Does justice have a place in Hobbes's theory of the social contract from Leviathan?Does justice have a place in Hobbes's theory of the social contract from Leviathan?
Hobbes does address the idea of justice when speaking about Natural Law, however, justice enters only at a tertiary level. The primary components of Natural Law allow for neither justice nor injustice as every individual is said to be in a warring state with every other individual for full possession of goods and full dominance of territory. Hobbes says that primary passion and reason combine to compel individuals to seek a pleasant life (passion) and peace as know from "the laws of nature" (reason), thus driving him to seek contracts for secondary civility and escape from warring. Justice enters at the tertiary level as these contracts require enforcing through the offices of an agreed upon governing power.
The first law of nature, according to Hobbes, is thus to seek peace.
The second law of nature is thus to seek contracts of peaceful accord.
The third law of nature is then to honor and keep the contracts by governing against the injustice of violating contracts and encouraging the justice of keeping contracts.
I would argue that justice does have a place in Hobbes's theory of the social contract.
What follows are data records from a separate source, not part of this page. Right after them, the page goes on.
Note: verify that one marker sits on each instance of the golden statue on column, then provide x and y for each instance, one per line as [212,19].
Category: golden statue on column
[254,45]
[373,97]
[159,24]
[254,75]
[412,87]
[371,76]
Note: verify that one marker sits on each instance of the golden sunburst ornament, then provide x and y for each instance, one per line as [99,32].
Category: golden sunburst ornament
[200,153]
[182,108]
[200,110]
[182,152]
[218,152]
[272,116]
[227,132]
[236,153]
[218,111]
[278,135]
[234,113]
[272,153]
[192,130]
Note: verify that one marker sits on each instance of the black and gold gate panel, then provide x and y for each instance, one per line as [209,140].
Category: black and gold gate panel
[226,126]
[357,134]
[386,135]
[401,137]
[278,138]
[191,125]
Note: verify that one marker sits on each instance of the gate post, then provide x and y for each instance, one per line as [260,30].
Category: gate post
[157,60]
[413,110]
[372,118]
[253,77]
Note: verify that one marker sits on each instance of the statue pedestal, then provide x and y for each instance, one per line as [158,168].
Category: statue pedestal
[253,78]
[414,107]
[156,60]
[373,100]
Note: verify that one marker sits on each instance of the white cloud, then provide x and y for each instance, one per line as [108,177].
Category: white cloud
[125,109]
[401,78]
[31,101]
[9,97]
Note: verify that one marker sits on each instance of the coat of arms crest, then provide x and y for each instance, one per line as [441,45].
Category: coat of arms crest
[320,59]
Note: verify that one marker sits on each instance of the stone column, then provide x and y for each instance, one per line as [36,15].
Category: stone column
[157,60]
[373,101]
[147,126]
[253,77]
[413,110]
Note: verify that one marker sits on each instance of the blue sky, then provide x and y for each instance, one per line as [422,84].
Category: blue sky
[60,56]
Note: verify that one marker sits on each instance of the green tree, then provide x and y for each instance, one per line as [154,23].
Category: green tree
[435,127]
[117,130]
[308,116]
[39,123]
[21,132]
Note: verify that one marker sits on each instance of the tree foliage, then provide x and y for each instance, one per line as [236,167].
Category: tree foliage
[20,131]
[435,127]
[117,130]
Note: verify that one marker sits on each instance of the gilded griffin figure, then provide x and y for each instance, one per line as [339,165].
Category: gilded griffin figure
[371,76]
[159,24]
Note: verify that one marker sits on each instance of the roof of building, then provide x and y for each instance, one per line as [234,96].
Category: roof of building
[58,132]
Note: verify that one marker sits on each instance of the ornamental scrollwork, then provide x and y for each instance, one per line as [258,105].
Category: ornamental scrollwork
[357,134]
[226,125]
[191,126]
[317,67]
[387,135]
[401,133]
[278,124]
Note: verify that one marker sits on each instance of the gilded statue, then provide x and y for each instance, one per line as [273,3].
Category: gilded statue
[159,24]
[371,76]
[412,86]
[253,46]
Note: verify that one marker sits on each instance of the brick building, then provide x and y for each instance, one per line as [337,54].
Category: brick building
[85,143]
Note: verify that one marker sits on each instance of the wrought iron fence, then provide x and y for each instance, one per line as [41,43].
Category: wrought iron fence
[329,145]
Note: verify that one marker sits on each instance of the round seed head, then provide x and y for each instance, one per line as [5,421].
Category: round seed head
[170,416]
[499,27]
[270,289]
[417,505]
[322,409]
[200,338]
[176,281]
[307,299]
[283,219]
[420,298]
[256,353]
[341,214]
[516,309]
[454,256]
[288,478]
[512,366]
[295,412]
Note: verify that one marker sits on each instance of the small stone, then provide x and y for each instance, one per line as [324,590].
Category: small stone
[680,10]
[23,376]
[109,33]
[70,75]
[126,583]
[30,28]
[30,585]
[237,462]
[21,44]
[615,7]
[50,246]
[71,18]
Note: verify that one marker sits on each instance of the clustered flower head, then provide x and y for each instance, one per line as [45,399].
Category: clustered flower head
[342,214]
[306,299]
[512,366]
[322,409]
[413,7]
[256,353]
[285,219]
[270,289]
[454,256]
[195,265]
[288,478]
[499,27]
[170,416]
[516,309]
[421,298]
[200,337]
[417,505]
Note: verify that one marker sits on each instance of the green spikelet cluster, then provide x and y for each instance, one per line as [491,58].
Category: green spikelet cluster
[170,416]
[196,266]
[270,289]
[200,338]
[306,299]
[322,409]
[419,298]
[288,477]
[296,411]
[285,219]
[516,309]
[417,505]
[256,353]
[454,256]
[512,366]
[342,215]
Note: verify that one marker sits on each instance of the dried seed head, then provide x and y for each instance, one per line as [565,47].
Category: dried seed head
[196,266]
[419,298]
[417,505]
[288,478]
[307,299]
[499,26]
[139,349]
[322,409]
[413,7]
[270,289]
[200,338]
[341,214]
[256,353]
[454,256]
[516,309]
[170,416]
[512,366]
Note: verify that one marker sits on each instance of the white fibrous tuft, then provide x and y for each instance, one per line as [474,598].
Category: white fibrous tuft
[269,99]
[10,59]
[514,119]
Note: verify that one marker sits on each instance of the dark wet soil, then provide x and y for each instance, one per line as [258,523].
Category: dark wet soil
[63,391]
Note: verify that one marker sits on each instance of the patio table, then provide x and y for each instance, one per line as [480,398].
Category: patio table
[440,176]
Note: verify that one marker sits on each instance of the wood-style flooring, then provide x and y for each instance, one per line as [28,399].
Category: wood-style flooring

Of course, much of Hobbes's theory is driven less by issues of justice than by a simple desire for self preservation, but justice does play a part in Hobbes's vision of a social contract.
Hobbes argues in part that all of the laws of nature can be boiled down to one law. That law says that people should not do to others that which they do not want done to them. This certainly seems like a law that is motivated, at least in part, by a desire for justice.
Of course, one can argue that this law comes only from self-interest, but I would argue that it shows a concern for justice as well.
I agree with the first post that justice does exist under Hobbe's system of government; but it is something of a de facto form of justice. Hobbes theorized that each person gives up certain rights to preserve the greater good; that is to prevent the "war of all against all." If a person refuses to abide by the rules of society, then he is liable to punishment to prevent the society from collapsing. All societies must have some form of enforcement; and that enforcement normally is denominated "justice," although those who are subject to its penalties might feel otherwise.
Yes, even though justice as a concept is not necessarily directly addressed in this work, it is clear that the whole concept of a social contract necessitates some reference to justice in the way that we behave as we ourselves would want others to treat us to avoid the justice of having others treat us in a bad way, because if we treat others badly, they will only respond in the same way. Of course, we can see the origins of this theory emerging from Jesus' teaching in the New Testament.